Saturday 29 September 2012

FURY

CONTAINS A FEW SPOILERS

It's pretty obvious why this has been retitled from The Samaritan. Firstly, that's not a hugely enticing title: it suggests goodness and kindness and biblicalness which is going to sit oddly with the dayglo 18 certificate. Secondly, Samuel L Jackson is very good at doing fury: he's an endlessly watchable actor anyway but even moreso when cranking up the anger, rage and/or righteous indignation. And thirdly of course, he's Nick Fury in the Avengers saga, so if they can hook their entirely dissimilar and completely unconnected movie to the Marvel bandwagon, who cares? Expect to see the next Scarlett Johansson movie renamed The Widow, or the new Robert Downey Jr movie simply called Iron. Similarly: why else use a pullquote like "A gritty serving of pulp fiction" on the front of the box?

Fury is a twisty con artist thriller of the who's-conning-who? variety in which the "mark" - in this case Tom Wilkinson - is a smart and dangerous multi-millionaire but for the purposes of the plot has to spend the last reel or so behaving like an utter moron. After 25 years in prison for killing his former grifter partner, Jackson wants to go straight but gets forced into a shaky partnership with the dead man's son, to pull off a con which should net them eight million dollars. Add in the sexy young woman (Ruth Negga), about whom there's a spectacularly horrible plot development that I simply didn't buy, Deborah Kara Unger for one scene as a veteran con artist and a few moments of needlessly graphic violence (in particular a guy's face gouged out with a broken wine bottle)...it should be fun.
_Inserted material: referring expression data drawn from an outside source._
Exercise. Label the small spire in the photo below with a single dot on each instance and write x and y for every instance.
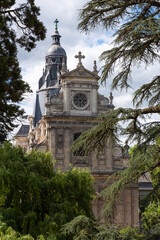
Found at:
(64, 67)
(111, 98)
(48, 96)
(79, 56)
(95, 67)
(56, 24)
(56, 36)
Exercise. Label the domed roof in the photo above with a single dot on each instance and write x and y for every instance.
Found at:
(56, 50)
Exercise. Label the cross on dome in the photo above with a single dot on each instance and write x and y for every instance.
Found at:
(56, 24)
(79, 56)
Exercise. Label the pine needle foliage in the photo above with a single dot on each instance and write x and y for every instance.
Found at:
(34, 198)
(135, 26)
(24, 18)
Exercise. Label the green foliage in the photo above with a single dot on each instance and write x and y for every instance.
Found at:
(136, 31)
(24, 18)
(151, 215)
(34, 198)
(7, 233)
(83, 227)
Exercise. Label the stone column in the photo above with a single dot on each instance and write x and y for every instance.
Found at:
(53, 142)
(67, 145)
(66, 98)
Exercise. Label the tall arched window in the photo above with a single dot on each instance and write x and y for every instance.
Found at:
(80, 152)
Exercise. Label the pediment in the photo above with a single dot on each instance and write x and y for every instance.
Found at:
(81, 72)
It should be fun in a Sting kind of way, but it's far edgier and nastier and comes with absolutely no laughs; it's impossible to side with the grifters because they're basically crooks and crucially, unlike the con artists in The Sting or TV's Hustle or the crooks in the Ocean's movies, they're not lovable crooks. Wilkinson's mark may well have it coming to him, but not from these guys. They're not cheeky rogues exacting an elegant revenge for a previous wronging, they're callous and joyless thugs who spend more time betraying and manipulating one other than they do on the con itself, and the relationships between the three of them would leave a nasty taste in the mouth if you could actually believe them. Despite Jackson and Wilkinson, it's a film that's very difficult to like.